Winter crop planting set to boom

The global agribusiness banking company Rabobank is predicting near-record winter crop planting for the second consecutive year, as well as excellent prices and favourable seasonal conditions.


In its just-released 2021/22 Winter Crop Outlook, Rabobank says the national winter crop planting is forecast at 22.93 million hectares.

This is up two per cent on last year, and within one per cent of the nation’s record-high winter crop planting in 2016/17.

This acreage also represents an area eight per cent above the five-year average.

Rabobank says this will see Australia on track to deliver an above-average winter grain crop for this season, with an estimated total wheat harvest of 28.9 million tonnes, barley of 10 million tonnes and canola of 4.1 million tonnes.

The report’s co-author, Rabobank grains and oilseeds analyst Dennis Voznesenski said with substantial rainfall and good soil moisture profiles across many parts of the country coming into this year’s planting, Australia was overall set up for another very strong winter grain crop.

“And with the Bureau of Meteorology forecasting a 60 to 75 per cent chance of the east coast and South Australia exceeding median rainfall for the next three months, this should set crops up well and have a positive impact on yields,” he said.

“Some states had, however, fared better than others with seasonal conditions coming into planting, the report noted.

For specific commodities, the bank is forecasting a three per cent increase in wheat planting this year (to 13.3 million hectares), while area planted to canola is expected to climb by 14 per cent (to 2.7 million hectares).

Barley planting is down an estimated six per cent (to 4.2 million hectares), with oats declining eight per cent (to 0.9 million hectares).

“With canola prices near record highs, and China’s tariff on Australian barley top of mind, farmers have heeded the call and switched in favour of canola,” Mr Voznesenski said. 

“Come harvest time, it may mean that there will be increased harvest pressure on local canola prices.”

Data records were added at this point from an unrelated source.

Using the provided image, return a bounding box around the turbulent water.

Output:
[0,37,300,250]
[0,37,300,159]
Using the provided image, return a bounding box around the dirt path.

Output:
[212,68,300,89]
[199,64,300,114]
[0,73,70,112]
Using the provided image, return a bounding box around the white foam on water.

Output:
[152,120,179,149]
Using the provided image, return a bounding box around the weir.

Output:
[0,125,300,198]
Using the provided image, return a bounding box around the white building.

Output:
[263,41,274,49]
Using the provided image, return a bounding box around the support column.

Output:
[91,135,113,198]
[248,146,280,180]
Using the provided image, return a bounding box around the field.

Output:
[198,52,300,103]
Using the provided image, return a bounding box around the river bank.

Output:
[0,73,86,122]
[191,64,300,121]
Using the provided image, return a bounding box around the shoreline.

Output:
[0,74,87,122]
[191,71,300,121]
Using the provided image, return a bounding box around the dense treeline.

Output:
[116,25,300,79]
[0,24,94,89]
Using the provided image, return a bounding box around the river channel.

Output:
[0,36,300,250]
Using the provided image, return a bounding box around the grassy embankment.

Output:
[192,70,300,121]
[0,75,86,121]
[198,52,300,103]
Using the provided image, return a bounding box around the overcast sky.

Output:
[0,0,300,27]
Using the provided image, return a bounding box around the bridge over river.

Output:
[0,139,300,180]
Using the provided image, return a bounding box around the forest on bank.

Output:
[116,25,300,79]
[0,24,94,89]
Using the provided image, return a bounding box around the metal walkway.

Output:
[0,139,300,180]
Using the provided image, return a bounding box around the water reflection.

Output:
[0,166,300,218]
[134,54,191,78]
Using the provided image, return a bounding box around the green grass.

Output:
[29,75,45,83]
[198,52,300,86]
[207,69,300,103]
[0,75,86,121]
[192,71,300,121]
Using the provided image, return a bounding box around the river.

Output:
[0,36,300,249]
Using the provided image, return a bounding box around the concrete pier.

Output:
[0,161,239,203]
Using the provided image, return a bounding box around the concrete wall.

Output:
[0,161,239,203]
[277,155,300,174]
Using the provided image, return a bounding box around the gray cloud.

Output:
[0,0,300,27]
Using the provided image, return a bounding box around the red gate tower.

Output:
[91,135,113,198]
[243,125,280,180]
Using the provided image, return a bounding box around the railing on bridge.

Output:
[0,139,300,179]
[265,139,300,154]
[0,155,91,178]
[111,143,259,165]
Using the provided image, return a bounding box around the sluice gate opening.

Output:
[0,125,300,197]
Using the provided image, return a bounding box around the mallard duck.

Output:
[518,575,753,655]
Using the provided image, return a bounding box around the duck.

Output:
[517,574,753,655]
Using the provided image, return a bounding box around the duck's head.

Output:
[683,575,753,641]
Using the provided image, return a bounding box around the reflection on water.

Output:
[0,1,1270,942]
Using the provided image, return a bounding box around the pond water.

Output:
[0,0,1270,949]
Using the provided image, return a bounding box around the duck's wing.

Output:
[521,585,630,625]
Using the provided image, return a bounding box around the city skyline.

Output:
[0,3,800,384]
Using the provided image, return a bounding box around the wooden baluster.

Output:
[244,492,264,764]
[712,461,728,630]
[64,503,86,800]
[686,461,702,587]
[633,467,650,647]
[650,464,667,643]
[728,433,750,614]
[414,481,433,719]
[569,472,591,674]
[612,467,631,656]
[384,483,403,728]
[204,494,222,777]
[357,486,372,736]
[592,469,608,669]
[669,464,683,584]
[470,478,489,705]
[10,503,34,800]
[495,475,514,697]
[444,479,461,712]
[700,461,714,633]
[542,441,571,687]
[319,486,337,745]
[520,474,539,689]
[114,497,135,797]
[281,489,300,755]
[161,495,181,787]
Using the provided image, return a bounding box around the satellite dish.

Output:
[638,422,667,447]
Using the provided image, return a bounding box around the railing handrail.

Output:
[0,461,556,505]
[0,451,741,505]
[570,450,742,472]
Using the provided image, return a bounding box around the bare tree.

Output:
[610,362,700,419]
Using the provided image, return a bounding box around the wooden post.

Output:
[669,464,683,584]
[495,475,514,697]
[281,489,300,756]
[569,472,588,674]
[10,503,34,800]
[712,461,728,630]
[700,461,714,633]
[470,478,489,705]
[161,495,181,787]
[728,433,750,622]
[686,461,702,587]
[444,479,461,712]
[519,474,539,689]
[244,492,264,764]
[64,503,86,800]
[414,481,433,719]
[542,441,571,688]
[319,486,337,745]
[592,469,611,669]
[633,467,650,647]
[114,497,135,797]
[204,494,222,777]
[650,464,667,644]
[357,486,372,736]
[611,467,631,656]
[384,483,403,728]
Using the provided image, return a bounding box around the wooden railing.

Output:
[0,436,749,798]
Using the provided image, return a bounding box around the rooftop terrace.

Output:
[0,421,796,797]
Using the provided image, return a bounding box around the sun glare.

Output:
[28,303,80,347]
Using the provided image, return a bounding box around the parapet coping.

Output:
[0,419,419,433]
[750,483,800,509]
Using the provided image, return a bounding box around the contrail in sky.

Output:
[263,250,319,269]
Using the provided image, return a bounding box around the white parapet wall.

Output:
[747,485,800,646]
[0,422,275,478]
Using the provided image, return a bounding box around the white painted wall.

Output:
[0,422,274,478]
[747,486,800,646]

With tight global markets and the world looking for Australian grain, the report says, the nation will likely be in a position to respond, with above-average export availability expected in 2021/22.

Report co-author, Rabo-bank senior grains and oilseeds analyst Cheryl Kalisch Gordon said at this stage, the bank was “pencilling in an export program of almost 20 million tonnes of wheat, 5.5 million tonnes of barley and 3.1 million tonnes of canola.”

Global prices for most grains and oilseeds are expected to remain elevated over the next 12 months, on the back of strong demand and poor seasonal conditions in many other of the world’s grain-growing regions.

Domestically, Dr Kalisch Gordon said, Australian wheat track prices were expected to remain near to AUD 300 per tonne for the coming 12 months, with marginal strengthening in the first quarter of 2022.